Researchers discovered that soils having a history of salt and seawater inundation were more resilient to changes in the characteristics and movement of water. The soils may have “learned” how to adjust to environmental changes from this, according to this theory.
The researchers contend that there are regional variations in soils’ capacity to cycle carbon. This variance is probably caused by the soils’ chemistry, composition, and other traits, as well as by their history of exposure to disturbance.
The areas nearest to the ocean, such as barrier islands, intertidal wetlands, and subtidal ecosystems, have traditionally been the focus of coastal change studies. These studies have had conflicting results.
As a result, nothing is known about how sensitive coastal forest soil carbon is to potential changes in climate. The findings of this study imply that disturbance legacies influence how coastal forest soils react to shifting salinity and flooding from storms and rising sea levels.
This kind of manipulative transplant experiment offers a key inferential connection between merely observational studies, data synthesis initiatives, and large-scale ecosystem modifications in the context of continuing climate change.
Researchers looked at how soil respiration and chemistry might alter under novel salinity and inundation disturbance regimes using a natural salinity gradient in a tidal creek in eastern Maryland. The team included Pacific Northwest National Laboratory, the lab’s Joint Global Change Research Institute, and the Smithsonian Environmental Research Center.
Researchers moved soil monoliths across plots with different levels of exposure to seawater and height above the creek, then they observed the soils for two years. The salinity and inundation legacies connected to each research location had an impact on how the soil respired and the movement of carbon dioxide from the soil to the atmosphere. In lowland soils that have previously been exposed to seawater, respiration remained unchanged (high resistance).
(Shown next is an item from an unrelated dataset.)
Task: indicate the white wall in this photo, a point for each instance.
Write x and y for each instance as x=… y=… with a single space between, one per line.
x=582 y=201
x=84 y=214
Conversely, respiration decreased (i.e., low resistance) in upland soils that had little past exposure to seawater or inundation decreased (i.e., low resistance) and remained suppressed (i.e., low resilience) when those soils were exposed to wetter, saline conditions.
Additionally, transplantation led to higher chemical alterations in upland soils than in lowland soils. All of these findings imply that coastal forest soil responses to shifting salinity and inundation disturbance regimes are shaped by disturbance legacies.
Future research spanning a range of systems and spatial and temporal scales is necessary to fully understand the dependence of system responses on disturbance legacies.
This research was initiated through the PREMIS Initiative, a Laboratory Directed Research and Development program at Pacific Northwest National Laboratory, and completed through the COMPASS-FME Project.
COMPASS-FME is a multi-institutional project supported by the Department of Energy Office of Science, Biological and Environmental Research as part of the Environmental System Science program. This research was also supported by the Smithsonian Environmental Research Center.